Saturday, August 23, 1947

During the fifty-odd years of our operations, many people have worked for us or with us. There are many names and faces that come to my mind and who I will always remember with admiration and with a feeling that I was fortunate to have known them or to have worked with them. Fearing that if I undertake to name them some deserving names may be temporarily overlooked, consequently, I refrain from mentioning any of them.

There have been periods of pleasures and satisfaction in carrying on with a large ranching operation. There have also been times when I would have sold the whole thing for a nickel if a buyer had been present at the right moment. It has not been a bed of roses, and yet, if you once get the fever of live stock raising in your blood you never get rid of it. Bonds, and other securities, are merely pieces of paper which you lick up in a bank box. Land, with growing live stock upon it, is something tangible to work with and develop and which can respond to your efforts and hopes; the more you put yourself into it, the more you get out of it.

Also, it is my belief, gained through years of experience, that there is a fine lot of people who, in one way or another, are engaged in the live stock business. The mere fact that they have this common interest makes them friends, even though they meet infrequently and live many miles apart.  Our present general ranch foreman is J. W. (Jack) Morton of Warner, Alberta. He is in his early thirties and is in the middle of his second year with us. He has just come through one winter of a high record snowfall. It is my hope that he, and those around him are building themselves into the ranch history from here on, which my successors can record later.

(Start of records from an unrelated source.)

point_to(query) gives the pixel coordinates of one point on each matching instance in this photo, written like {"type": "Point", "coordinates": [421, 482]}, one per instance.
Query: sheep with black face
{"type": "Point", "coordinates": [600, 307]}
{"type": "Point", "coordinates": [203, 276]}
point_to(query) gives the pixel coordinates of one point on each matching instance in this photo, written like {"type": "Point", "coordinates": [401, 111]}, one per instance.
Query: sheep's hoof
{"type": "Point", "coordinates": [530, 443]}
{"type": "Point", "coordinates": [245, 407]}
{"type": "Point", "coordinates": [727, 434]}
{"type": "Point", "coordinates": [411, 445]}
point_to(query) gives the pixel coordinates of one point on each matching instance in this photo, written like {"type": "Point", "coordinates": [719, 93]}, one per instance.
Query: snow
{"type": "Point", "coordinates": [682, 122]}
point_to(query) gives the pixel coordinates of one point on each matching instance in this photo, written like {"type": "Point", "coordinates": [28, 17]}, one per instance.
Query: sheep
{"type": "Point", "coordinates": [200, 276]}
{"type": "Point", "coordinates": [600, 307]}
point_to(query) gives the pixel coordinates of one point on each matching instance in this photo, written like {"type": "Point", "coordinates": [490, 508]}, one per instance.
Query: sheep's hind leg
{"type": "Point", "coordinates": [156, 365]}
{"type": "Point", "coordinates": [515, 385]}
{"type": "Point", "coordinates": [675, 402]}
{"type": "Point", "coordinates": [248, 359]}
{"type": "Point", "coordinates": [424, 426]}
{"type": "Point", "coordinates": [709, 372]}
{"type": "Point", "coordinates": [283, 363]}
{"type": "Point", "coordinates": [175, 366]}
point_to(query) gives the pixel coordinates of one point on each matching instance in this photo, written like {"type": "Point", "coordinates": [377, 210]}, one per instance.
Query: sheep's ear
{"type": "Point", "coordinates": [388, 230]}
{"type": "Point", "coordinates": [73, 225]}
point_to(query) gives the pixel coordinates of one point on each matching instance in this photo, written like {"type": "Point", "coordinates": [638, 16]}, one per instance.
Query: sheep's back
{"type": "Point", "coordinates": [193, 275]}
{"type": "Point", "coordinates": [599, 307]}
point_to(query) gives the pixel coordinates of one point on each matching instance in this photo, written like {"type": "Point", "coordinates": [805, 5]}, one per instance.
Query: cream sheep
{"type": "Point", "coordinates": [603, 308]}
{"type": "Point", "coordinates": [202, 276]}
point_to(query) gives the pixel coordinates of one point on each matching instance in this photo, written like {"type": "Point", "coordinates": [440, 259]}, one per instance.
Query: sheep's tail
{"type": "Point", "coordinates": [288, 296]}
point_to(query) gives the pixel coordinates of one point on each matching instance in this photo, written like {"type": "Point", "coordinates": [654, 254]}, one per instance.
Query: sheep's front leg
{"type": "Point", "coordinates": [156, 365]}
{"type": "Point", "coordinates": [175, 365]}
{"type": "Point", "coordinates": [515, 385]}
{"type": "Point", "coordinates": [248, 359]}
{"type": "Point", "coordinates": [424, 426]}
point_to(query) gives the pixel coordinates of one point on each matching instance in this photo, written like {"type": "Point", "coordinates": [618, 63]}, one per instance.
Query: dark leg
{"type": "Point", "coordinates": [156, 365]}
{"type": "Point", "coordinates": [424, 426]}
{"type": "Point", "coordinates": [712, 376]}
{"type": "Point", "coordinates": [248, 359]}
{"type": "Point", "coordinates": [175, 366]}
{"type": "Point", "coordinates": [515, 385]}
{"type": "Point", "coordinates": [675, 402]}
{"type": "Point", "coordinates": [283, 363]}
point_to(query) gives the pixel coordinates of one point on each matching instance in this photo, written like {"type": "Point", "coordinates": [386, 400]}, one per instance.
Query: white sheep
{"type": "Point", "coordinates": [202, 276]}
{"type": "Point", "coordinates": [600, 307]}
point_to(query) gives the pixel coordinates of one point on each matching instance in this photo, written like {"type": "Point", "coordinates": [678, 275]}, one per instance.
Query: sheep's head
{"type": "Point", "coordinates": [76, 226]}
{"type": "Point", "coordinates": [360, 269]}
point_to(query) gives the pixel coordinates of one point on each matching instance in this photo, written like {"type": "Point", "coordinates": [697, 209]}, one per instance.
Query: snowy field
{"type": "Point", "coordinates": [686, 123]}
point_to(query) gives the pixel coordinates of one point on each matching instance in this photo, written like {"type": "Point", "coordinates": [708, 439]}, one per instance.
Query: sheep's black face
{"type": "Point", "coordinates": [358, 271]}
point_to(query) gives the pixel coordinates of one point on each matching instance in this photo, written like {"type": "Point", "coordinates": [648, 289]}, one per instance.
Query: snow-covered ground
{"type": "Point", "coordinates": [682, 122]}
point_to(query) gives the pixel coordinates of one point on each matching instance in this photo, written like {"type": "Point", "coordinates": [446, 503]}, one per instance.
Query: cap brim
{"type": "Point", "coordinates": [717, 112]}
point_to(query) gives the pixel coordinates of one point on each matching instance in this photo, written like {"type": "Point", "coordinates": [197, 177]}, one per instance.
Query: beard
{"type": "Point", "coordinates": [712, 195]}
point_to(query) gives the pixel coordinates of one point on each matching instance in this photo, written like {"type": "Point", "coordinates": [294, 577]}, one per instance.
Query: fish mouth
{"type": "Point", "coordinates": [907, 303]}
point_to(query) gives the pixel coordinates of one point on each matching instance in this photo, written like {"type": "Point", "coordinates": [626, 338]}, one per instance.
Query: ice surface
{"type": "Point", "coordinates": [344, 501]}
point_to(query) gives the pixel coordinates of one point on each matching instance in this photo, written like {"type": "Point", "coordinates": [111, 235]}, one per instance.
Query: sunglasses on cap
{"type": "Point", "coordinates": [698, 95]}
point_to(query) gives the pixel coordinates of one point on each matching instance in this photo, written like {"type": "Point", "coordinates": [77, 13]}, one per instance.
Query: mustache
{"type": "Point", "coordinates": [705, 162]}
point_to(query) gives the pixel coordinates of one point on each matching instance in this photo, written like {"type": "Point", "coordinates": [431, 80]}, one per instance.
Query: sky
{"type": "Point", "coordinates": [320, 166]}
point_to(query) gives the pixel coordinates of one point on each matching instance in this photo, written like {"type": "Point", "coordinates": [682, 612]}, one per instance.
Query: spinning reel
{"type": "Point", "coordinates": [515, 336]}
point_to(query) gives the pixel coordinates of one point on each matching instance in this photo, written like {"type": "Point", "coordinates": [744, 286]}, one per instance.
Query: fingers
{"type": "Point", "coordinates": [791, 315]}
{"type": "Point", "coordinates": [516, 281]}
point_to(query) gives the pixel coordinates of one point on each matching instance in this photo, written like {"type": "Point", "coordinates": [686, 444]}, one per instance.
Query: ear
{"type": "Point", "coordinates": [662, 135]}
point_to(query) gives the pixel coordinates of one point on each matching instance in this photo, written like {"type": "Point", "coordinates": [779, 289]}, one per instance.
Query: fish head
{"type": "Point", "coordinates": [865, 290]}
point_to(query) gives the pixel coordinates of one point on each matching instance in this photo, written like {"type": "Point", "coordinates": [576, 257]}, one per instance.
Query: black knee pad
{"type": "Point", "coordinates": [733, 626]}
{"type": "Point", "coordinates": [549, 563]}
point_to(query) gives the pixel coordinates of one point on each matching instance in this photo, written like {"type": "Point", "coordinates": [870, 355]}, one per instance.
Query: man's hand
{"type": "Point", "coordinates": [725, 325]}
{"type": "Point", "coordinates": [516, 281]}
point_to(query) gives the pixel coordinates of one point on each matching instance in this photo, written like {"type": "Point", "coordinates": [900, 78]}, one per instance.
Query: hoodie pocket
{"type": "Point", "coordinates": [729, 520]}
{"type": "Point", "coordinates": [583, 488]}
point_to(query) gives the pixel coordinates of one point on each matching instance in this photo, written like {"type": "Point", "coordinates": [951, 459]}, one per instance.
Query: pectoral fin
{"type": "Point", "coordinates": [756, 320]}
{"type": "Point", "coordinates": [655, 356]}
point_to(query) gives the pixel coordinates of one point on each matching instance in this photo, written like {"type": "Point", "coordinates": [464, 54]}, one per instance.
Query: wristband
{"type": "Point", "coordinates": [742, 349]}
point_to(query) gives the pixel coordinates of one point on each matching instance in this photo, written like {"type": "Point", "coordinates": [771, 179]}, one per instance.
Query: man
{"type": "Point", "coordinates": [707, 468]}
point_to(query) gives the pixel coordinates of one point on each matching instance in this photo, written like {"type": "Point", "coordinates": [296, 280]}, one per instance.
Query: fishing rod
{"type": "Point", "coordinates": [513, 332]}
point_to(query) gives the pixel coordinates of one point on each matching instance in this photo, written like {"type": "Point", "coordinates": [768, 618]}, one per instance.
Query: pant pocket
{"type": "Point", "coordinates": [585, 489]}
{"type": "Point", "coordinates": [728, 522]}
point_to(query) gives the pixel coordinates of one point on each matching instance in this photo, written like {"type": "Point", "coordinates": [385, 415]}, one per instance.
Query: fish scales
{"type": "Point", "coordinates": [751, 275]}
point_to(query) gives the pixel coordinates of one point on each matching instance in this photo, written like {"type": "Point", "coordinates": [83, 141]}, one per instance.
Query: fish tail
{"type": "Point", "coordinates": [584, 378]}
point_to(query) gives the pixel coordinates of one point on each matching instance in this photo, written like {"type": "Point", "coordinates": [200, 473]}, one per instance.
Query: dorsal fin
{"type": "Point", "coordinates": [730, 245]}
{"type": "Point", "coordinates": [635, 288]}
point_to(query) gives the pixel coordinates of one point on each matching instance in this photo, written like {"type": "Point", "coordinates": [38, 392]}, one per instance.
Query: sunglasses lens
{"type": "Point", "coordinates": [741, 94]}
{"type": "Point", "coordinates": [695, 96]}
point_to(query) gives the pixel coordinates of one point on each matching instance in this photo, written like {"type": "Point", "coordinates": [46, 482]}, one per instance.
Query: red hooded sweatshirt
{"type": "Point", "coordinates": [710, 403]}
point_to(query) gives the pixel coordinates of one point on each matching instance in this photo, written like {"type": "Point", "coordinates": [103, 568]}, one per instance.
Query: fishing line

In thinking back over ranch history, as I do many times, I cannot help but realize that I am getting rather ancient myself and will have to step aside in the near future. Three daughters have been born to my wife and me. The first two we lost in infancy. The third daughter, Phoebe Ogden, loves the ranch and wants one of her own some day. If we had one or two sons, or if a nephew had cared to fit himself into the picture, I might be feeling as though our ranch would pass on into able and willing hands. It is too large and too hazardous a business for a woman to assume. If it is sold either in its entirety, or in parcels, I hope that I can then be still nimble enough to sit on a corral fence and bore some of my cohorts by telling them how things used to be done.